Railway stations mean a lot to people who frequently travel by train. Those having a fascination for railway journeys view the stations in a way different from the mundanely disposed people. While the former develop a romance of sorts over a railway station, the latter consider the stations as a necessity. To them a railway station is a place which one must reach on time in order to catch the train. In the semi-urban and rural areas, they always look for the logistic facilities properly in place. Those include smart, up-and-doing booking clerks; station masters engrossed in line clearance and train crossing jobs; the station staff promptly ringing the large bell to signal the approach of a train etc. It matters little to them if a station has a concrete platform with rows of Neem trees giving shade to the white cement benches underneath. They hardly look around, while waiting for a train, to spot the new tea-stall which has been opened beside the old one at the end of the platform. Railway stations in Bangladesh, in fact in the whole sub-continent, present more or less this common spectacle.
With the stations used by both the rail-romantics and the purely business-meaning travellers in view, the railway authorities in Bangladesh nowadays seem to have reached a point of helplessness. They appear to be discovering themselves as being exhausted, with little to offer to the passengers. On this count, many might blame them squarely for disappointing the station-users. It's a paradox that a lot of people are unaware of the latest developments in the country's railway. They have little idea about the trainloads of people travelling places without the basic amenity of stations. To call the Bangladesh Railway a decaying state enterprise is no exaggeration. There are reasons, which are uncannily cogent.
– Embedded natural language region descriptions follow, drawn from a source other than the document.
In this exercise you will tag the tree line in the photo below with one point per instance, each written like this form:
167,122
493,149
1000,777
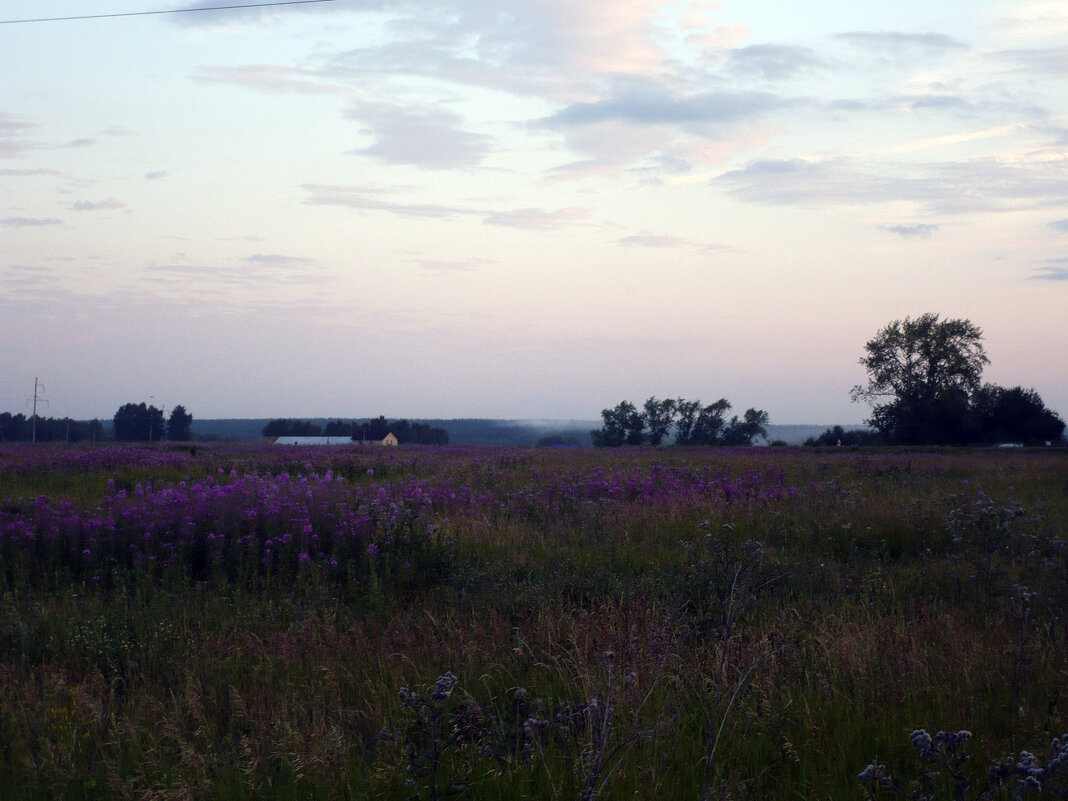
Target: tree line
925,386
21,428
131,423
420,434
684,422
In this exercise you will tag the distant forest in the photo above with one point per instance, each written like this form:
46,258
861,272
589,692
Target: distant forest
419,434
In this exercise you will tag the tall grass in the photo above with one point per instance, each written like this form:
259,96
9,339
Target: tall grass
238,623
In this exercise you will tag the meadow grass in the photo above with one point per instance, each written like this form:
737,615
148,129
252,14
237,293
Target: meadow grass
245,623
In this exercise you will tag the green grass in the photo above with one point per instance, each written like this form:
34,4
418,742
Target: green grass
882,600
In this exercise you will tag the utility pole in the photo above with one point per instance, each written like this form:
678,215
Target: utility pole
37,389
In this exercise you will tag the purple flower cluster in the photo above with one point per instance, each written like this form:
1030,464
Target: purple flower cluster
244,513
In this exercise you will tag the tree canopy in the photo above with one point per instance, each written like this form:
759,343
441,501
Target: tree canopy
179,424
925,385
692,423
139,423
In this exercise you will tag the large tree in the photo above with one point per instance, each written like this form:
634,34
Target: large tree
139,423
179,425
1015,414
922,375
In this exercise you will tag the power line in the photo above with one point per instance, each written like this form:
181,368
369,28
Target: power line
165,11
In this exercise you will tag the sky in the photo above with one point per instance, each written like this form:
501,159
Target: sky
504,208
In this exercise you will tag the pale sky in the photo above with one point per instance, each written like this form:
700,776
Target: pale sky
520,208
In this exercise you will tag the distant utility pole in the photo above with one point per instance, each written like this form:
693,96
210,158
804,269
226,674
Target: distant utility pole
37,389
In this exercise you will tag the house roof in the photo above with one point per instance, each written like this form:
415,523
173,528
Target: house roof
313,441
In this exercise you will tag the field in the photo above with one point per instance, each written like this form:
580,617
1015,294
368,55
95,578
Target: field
242,623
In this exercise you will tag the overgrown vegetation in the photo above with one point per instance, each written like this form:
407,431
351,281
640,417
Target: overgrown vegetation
574,624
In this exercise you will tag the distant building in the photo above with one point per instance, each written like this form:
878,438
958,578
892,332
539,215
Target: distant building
389,441
313,441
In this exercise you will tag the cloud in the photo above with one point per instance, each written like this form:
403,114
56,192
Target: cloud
962,187
445,265
11,128
1052,61
428,138
773,62
536,219
649,240
28,173
665,242
1052,272
257,269
207,15
97,205
363,199
271,78
650,105
276,260
919,231
902,44
24,222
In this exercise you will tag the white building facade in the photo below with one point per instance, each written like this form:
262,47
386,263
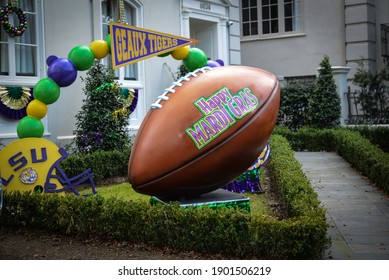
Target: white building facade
290,37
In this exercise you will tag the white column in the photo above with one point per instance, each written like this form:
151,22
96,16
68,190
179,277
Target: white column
340,77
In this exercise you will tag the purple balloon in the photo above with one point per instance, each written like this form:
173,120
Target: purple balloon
221,62
213,63
51,59
62,71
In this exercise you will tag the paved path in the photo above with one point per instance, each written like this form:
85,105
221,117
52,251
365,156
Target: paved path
357,212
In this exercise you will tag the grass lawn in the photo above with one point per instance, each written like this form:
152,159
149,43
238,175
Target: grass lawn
259,203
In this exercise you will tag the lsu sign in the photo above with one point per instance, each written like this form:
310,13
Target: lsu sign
130,44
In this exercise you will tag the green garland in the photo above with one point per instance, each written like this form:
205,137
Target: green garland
4,19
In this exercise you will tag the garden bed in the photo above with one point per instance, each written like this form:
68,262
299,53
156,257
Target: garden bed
229,232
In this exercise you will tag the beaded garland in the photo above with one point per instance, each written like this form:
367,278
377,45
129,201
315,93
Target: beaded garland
4,19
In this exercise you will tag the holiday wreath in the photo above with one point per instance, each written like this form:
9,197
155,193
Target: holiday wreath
8,9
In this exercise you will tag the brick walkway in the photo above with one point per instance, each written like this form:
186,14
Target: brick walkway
357,212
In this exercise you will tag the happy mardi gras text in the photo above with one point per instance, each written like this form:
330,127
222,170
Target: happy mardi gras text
220,111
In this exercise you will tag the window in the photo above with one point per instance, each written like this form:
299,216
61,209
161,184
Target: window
110,11
385,41
264,18
19,56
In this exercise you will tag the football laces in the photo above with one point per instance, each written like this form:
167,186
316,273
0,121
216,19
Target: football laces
178,83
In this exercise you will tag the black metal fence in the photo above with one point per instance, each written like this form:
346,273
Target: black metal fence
368,107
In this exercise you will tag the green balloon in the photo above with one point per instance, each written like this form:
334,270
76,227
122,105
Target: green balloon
82,57
165,54
108,40
196,58
30,127
46,91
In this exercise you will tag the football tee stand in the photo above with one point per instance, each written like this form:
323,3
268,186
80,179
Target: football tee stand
215,199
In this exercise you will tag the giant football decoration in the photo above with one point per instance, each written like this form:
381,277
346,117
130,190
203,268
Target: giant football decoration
203,131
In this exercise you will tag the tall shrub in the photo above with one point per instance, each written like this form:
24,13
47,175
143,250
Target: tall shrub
97,126
294,103
325,101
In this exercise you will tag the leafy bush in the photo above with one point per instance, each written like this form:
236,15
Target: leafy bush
324,104
104,164
294,104
377,135
316,105
225,230
97,126
366,157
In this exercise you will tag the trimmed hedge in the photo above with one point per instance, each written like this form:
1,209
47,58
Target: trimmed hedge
104,164
228,231
377,135
366,157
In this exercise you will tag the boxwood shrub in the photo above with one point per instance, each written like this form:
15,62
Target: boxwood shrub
231,232
359,151
104,164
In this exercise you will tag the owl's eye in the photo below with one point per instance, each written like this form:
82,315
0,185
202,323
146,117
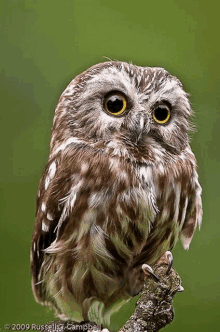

That only 80 out of the 162 long closed railway stations could be opened in the country in two years is a grim portrayal of the sector. Swinging into action by a directive from the Prime Minister in 2016, the Bangladesh Railway (BR) put in the best of its efforts to reopen the stations declared closed by it. In the last two years, the rail authorities could meet only half of their target, being highly unsure of their capability to open the remaining stations. Their unequivocal blame falls on the severe manpower shortage which has been besetting the railway sector since the mid-1990s. It was around this time when a monumentally critical 'golden handshake' programme was put into effect. A vast segment of the railway employees availed of the apparently lucrative option, leading, invariably, to the creation of an ever-gaping vacancy.
With 9,000 vital mid- and low-level posts lying unstaffed presently at 455 stations, the BR appears to have long been in the soup. The sector being stuck in a virtual void, reportedly with no firm policy support and guideline, is a stark fact. It's no trivial inconvenience. It, in fact, continues to assume the proportions of a great challenge. Thus the recent reopening of the closed stations threatens to emerge against a gloomier backdrop. With no word-mincing, the BR concludes: many of the reopened stations may have to be closed down again. Stations have been renovated. But who will man them? No convincing answer appears forthcoming. As a desperate solution, some more new and vital stations across the country are set to face closure.
The railway, one of the two popular and less expensive modes of communication after waterways, has been serving the people for over one and half centuries. It is unacceptable that many once-lively stations now wear a dreary look.